For a correct understanding, it is necessary to know how phosphorus fertilizers are actually produced and in what form phosphorus is contained in them. The vast majority of fertilizers containing phosphorus today are produced by the decomposition of natural phosphates with mineral acids. Here is a brief summary for the most important types of phosphorus-containing mineral fertilizers:

• The basic operation in the production of NPK fertilizers is the decomposition of phosphates in an excess of nitric acid HNO₃ (with a concentration above 53%), forming calcium nitrate Ca(NO₃)₂, trihydrogentetraoxophosphoric acid H₃PO₄ and hydrogen fluoride HF. The subsequent adjustment of the ratio of calcium and phosphorus is important, which takes place by neutralization with ammonia NH₃, whereby calcium hydrogen phosphate CaHPO₄, calcium fluoride CaF₂ and ammonium nitrate (NH₄)₂NO₃ are formed. The following steps differ depending on whether and in what form calcium remains bound in the final product (it is either filtered out after freezing, or bound, for example, in gypsum or calcium carbonate).
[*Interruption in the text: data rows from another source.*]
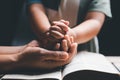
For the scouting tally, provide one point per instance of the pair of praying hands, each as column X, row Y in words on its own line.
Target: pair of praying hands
column 57, row 37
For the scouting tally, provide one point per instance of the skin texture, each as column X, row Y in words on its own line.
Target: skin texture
column 33, row 56
column 81, row 33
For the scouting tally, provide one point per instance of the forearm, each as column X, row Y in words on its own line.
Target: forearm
column 4, row 50
column 8, row 58
column 89, row 28
column 38, row 18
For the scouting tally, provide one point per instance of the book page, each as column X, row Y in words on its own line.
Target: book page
column 53, row 75
column 89, row 61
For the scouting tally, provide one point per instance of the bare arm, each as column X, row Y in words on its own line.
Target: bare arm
column 89, row 28
column 38, row 18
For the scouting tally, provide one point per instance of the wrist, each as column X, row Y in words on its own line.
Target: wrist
column 71, row 33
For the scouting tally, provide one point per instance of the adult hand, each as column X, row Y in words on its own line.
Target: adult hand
column 33, row 56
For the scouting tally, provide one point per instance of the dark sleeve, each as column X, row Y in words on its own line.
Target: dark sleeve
column 101, row 6
column 28, row 2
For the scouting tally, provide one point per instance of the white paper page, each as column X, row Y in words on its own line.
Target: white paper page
column 53, row 75
column 90, row 61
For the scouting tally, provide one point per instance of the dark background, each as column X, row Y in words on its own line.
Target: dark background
column 108, row 37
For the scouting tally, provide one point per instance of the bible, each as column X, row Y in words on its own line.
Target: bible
column 84, row 66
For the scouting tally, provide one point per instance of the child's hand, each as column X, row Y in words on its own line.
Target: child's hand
column 59, row 29
column 65, row 43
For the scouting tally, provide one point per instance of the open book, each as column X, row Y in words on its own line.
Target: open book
column 84, row 66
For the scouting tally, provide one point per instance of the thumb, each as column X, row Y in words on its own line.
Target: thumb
column 55, row 55
column 73, row 50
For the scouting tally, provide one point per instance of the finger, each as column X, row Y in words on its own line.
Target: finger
column 64, row 45
column 61, row 25
column 65, row 22
column 71, row 39
column 68, row 40
column 72, row 50
column 57, row 46
column 56, row 34
column 55, row 55
column 56, row 28
column 33, row 43
column 54, row 64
• Monoammonium phosphate (also abbreviated as MAP, trade name amophos, chemically ammonium dihydrogen phosphate (NH₄)H₂PO₄) is produced by neutralizing phosphoric acid with ammonia (this must not be in excess to prevent the formation of other unwanted products, which occurs anyway, so the reaction takes place gradually mixing and elevated temperatures). Diammonium phosphate (abbreviated DAP, chemically diammonium hydrogen phosphate (NH₄)₂(HPO₄)) is produced by the same reaction, but in a different ratio (usually 1 mole of phosphoric acid obtained by decomposition of phosphate with 2 moles of ammonia).

• The most classic single-component fertilizer is simple superphosphate. It is produced by decomposing ground natural phosphate with sulfuric acid H₂SO₄ (62 – 75%). The reaction takes place in two phases, in the first, part of the raw material is decomposed to form phosphoric acid, which then reacts with the rest of the phosphate over the course of the next few days. The product is calcium dihydrogen phosphate, which is well soluble in water, and calcium in the form of gypsum in an approximately 1:1 ratio, i.e. Ca(H₂PO₄)₂ and CaSO₄. Its powder form is partially neutralized with ammonia water (which also partially reduces the content of the water-soluble component) and then granulated. The production of so-called enriched superphosphate (sometimes also double superphosphate) proceeds analogously, but a mixture of phosphoric and sulfuric acid is used to break down the phosphates. In the production of triple superphosphate, only phosphoric acid is used to break down the phosphates. The reaction is faster than in the case of simple superphosphate, because there is no deposition of calcium phosphate on the surface of the rock, which slows down diffusion.

Soil pH plays a very important role in soil reactions of phosphorus supplied by fertilizers:

• In soils with a low pH (acidic soil), phosphorus is mainly bound to dixoxal-dihydrogn phosphates of aluminum and iron. These are stable crystalline minerals. Thus, there is a precipitation of dissolved phosphate ions with the help of iron and aluminum ions. In order to prevent such undesirable transformations of phosphorus into less soluble forms, it is necessary to limit the conditions that lead to this with suitable agronomic interventions. The inclusion of leguminous plants proves to be advantageous, because the excreta of their roots, as well as their higher sorption capacity, enable the use of some of the less soluble phosphorus. Adding organic matter to the soil is proving to be very suitable, which increases its biological activity and thus leads to reversible processes. Also, thanks to organic substances, phosphorus is bound into much less permanent organic bonds. And last but not least, free calcium is pumped into humus substances.

• In alkaline, neutral (or very weakly acidic) soils, retrogradation (degradation) of phosphorus occurs to a certain extent, by which we mean the formation of very poorly soluble tricalcium phosphate Ca₃(PO4)₂, but more often its combination with calcium hydrogen phosphate, called as octocalcium phosphate Ca₄H(PO₄)₃.2H₂O. Here, too, the recommendation to include leguminous plants in the crop sequence applies, as was described in the case of acidic soils.